Holding history in my hands

 

In today's post, Christina Johnson, associate curator and resident photography expert, describes her long-standing fascination with historic photography. She also discusses the conservation of a mid-nineteenth century ambrotype portraying two dashing urban gentleman. In previous posts, Christina has explained how photography can be used to understand fashion history. You can find her two-part series on that topic here and here.

Two handsAmbrotype
Probably United States
c. 1855-60
Glass, leather, silk velvet, metal & wood
Gift of Steven Porterfield
2010.897.25

I’ve studied fashion history since I was a little girl. When I was a teenager, I discovered my grandmother had two antique trunks jam-packed with old photographs—literally thousands of portrait photographs—dating from the 1850s to the 1950s. Grandma had inherited them from her sister-in-law, who had methodically asked for old family photos anytime a relative, however distant, died. Everyone ended up handing over all their heirloom photos to Aunt Marjorie. I spent hours poring over them, organizing and dating them by what people were wearing. They taught me fashion history. I loved looking at peoples’ clothes and their faces. I wanted to know their stories.

 

I became more interested in the technical side of these images in college and graduate school. My dorm room always had a pile of library books on daguerreotypes, ambrotypes, wet-plate collodion plates, and gelatin silver images right next to my towering stack of fashion books. When I started working at the FIDM Museum, I decided to found a historic photograph collection. The Museum now collects portrait photographs that clearly show people in fashionable attire. Not only are they displayed in exhibitions like Fabulous! Ten Years of FIDM Museum Acquisitions, 2000-2010, staff also use them to aid in styling mannequins.

Gloved handsThe tooled leather case of our ambrotype looks like a small, ornately decorated book.

An ambrotype is an image that is fixed on a delicate plate of chemical-treated glass. The image can easily be smudged and scratched, even after development, so a metal mat and cover glass was placed over it and packaged together into a hard case – usually tooled leather over wood—that looks very much like a miniature book. The case holding the ambrotype of our two gentleman is pictured above.

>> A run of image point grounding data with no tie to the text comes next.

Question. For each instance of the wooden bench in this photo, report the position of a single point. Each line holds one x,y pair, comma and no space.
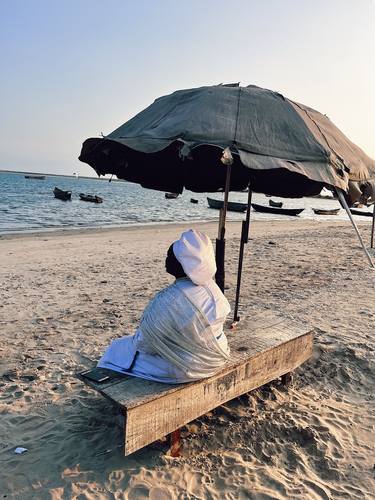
262,350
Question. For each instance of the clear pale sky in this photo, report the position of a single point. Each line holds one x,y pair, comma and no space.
72,69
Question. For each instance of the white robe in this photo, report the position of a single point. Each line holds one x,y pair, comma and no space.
180,337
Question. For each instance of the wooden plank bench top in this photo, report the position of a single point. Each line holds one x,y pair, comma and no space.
262,350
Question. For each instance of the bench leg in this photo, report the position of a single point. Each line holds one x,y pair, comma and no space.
175,443
287,379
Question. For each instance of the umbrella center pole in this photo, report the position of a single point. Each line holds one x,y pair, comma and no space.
345,205
227,160
244,240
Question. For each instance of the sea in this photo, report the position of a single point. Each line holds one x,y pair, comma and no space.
28,205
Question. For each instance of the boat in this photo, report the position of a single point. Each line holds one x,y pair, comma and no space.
274,210
321,211
365,213
36,177
62,195
91,198
233,206
277,204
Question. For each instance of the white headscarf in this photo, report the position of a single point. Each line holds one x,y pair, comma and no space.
195,253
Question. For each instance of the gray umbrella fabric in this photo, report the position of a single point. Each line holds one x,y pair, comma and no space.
279,146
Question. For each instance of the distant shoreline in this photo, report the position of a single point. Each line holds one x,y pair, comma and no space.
61,175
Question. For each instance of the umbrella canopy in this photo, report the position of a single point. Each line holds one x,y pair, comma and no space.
281,147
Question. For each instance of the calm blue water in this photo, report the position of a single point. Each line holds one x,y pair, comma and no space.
29,205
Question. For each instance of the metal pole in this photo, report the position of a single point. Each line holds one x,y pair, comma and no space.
244,240
345,205
227,159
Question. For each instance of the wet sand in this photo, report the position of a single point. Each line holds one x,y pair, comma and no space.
65,295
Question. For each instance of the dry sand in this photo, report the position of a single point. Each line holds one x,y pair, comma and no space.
65,296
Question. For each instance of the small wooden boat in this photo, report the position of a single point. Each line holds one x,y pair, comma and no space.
365,213
321,211
90,198
36,177
277,204
274,210
233,206
62,195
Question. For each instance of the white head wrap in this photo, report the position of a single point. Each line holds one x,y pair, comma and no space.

UnconservedAmbrotype before conservation. Notice the yellow lines, which indicate cracked emulsion.

This ambrotype was offered to the Museum as a donation. Unfortunately, it was in fair-to-poor condition when it arrived, as you can see from the image above. We generally only accept donations in very good or excellent condition because conservation can be a very expensive undertaking. We made an exception for these two fashionable gents, whose personality seemed to shine through cracked emulsion, grime, and corrosion. We knew we would be including a man’s c. 1860 frock suit ensemble in the FABULOUS! catalogue, and this would be the perfect supporting image. We sent it to conservators at The Better Image studio who cleaned and stabilized the piece, as well as filled-in the cracks with archival black pigment.

96402-4Ambrotype after conservation. The difference is remarkable!

This ambrotype dates from about 1855-60, when the process was most popular. It was a simpler and cheaper process than the previous photographic method, the daguerreotype, which required liquid silver and many intricate sensitizing steps. This example was most likely made in the United States, which led the way in scientific improvements to photographic methods and industrial standardization of needed supplies. Commercial portrait studios were found in every American city by the mid-nineteenth century.

City living was a grimy endeavor. These two sitters wear the male uniform of civility: dark wool suits that masked soot belching from factory smokestacks or dust clouds raised by horse-driven omnibuses. They tilted their top hats to the rakish angle worn by the era’s “fast young men,” or “sports”— 1850s terms for “dandies.” Self-presentation was a serious matter for these fellows. Wide bowties were a fad, paired with broad, turndown collars, worn in the second half of the 1850s.The man on the left holds a narrow walking stick—likely meant to aid a calculated strut down the street, not to lean on heavily due to a limp. These friends even opted to pay a little extra to have their cheeks highlighted with light pink pigment and their watch chains tinged with gold. I wonder what they were thinking about when they faced the camera lens.

2 responses to “Holding history in my hands

  1. P bargar says:

    yes, it’s nice to see this post!

    I do similar photo analyzing at our library in the history files, using “fashion” to narrow down the dates for unknown gatherings. Around this part of the Midwest we didn’t have many dandies, mostly worn-out farmers with families, a few high-minded ladies of town, and the odd scoundrel. Nothing like a good portrait to add depth (or cancel out rumors) for a person or tradition.

  2. Thomas says:

    Beautiful conservation of image. Keep up the good work.